Iman tidak pernah lepas dari pengajaran dan pengetahuan yang melatarinya. Secara spesifik apa yang diajarkan kepada Gabriel Manek semenjak masih kecil adalah tentu benih-benih Sabda Allah. Benih-benih Sabda Allah menjadi semakin berakar dalam dirinya melalui Serikat Sabda Allah (SVD) sejak menjadi seminaris hingga ditahbiskan jadi imam Serikat Sabda Allah. Serikat ini turut berpengaruh besar dalam pembentukan kepribadiannya melalui pengetahuan dan penghayatan nasehat-nasehat Injili. Ia terkenal sebagai pribadi yang bertekun dalam berbagai pendidikan dan pengajaran yang baik. Apa saja yang ia pelajari dan terima selama hidupnya dalam keluarga besar Serikat Sabda Allah, ia wujudnyatakan dalam kata dan perbuatannya. Dengan demikian kisah-kisah biblis seperti kisah ‘orang samaria yang baik hati’ (Luk 10:30-37) dan kisah-kisah sejenis yang diceritakan oleh Yesus sudah pasti menginspirasi pahamnya tentang arti hidup sehingga kemudian dia berhasil menjadi orang samaria yang baik hati bagi orang-orang kecil yang dia perhatikan dan layani. Secara singkat dapat dikatakan bahwa Sabda yang menjelma menjadi manusia menjadi dasar inspirasinya dalam totalitas penyerahan dirinya bagi karya keselamatan. Sabda Allah menjadi dasar utama dalam menjalani hidup dan karyanya setiap hari. Ia

sungguh peka mendengarkan dan menanggapi suara panggilan Tuhan Yesus Kristus yang menghendakinya untuk menyangkal dirinya, mengangkat salibnya dan mengikuti Dia (Mat 16:24).

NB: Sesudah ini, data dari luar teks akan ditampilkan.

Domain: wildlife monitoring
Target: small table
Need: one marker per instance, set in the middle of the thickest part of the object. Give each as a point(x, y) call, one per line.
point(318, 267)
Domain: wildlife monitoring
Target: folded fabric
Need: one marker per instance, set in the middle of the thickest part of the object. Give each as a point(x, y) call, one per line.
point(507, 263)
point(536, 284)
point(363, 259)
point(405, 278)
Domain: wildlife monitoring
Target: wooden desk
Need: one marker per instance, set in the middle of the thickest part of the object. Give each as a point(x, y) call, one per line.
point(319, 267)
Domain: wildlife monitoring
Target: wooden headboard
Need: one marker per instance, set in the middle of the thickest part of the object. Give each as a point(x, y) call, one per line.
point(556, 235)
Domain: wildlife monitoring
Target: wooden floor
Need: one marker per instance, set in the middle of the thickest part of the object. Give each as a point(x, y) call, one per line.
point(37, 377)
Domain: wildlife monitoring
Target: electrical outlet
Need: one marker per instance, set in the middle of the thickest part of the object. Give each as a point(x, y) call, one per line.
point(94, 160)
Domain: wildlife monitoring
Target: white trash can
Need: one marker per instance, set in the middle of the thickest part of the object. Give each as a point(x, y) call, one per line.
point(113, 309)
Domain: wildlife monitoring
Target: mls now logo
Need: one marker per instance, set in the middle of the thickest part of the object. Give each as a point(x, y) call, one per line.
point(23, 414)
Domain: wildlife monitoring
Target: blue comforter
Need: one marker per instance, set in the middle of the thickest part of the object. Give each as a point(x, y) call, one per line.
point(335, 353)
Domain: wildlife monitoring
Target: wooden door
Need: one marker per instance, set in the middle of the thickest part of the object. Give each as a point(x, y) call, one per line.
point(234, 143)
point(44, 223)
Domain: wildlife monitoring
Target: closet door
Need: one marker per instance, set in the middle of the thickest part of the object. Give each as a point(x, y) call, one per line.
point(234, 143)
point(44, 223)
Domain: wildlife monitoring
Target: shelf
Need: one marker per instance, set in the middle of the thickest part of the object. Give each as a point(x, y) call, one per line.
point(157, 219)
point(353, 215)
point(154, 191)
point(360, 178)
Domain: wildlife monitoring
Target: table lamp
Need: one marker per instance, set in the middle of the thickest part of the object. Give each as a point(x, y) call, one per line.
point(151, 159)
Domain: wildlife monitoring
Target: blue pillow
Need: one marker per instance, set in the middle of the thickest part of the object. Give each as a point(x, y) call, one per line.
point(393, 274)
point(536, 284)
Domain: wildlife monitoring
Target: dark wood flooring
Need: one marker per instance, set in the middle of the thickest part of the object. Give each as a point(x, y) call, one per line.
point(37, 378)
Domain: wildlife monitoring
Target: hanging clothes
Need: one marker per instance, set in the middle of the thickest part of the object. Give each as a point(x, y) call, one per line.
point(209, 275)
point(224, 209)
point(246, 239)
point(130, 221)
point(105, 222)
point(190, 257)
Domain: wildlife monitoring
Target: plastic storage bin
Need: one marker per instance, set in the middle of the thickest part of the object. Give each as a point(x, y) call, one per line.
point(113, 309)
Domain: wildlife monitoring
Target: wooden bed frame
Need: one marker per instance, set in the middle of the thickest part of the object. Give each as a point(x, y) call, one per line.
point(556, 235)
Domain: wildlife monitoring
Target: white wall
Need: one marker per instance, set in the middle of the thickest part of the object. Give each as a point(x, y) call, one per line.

Dalam perjalanan sejarah pendidikan Gabriel Manek hingga menjadi imam, pengetahuan tentang iman yang dia peroleh diperdalam. Maka pengaruh Tuhan yang membimbing dia dalam diri orang-orang yang mengajar dan mendidik Gabriel Manek layak disebutkan di sini. Mereka adalah para guru yang mengajarkan kepada dia banyak ilmu humaniora dan juga ilmu Ketuhanan atau Teologi. Dia tentu belajar tidak hanya dari pelajaran yang diajarkan di sekolah tetapi dari relasi sosial dengan teman dan guru-gurunya. Belajar memang merupakan pekerjaan yang tidak pernah selesai. Sebab itu setelah menjadi imam dan uskup situasi sosial dan relasi dengan orang-orang yang dijumpai mulai dari umat yang dilayani, karyawan atau karyawati, rekan imam, juga rekan-rekan uskup menjadi guru kehidupan yang membentuk dia menjadi pribadi yang kuat, beriman dan teguh dalam hal solidaritas dengan orang-orang kecil dan terpinggirkan (Beding, 2000: 16-25).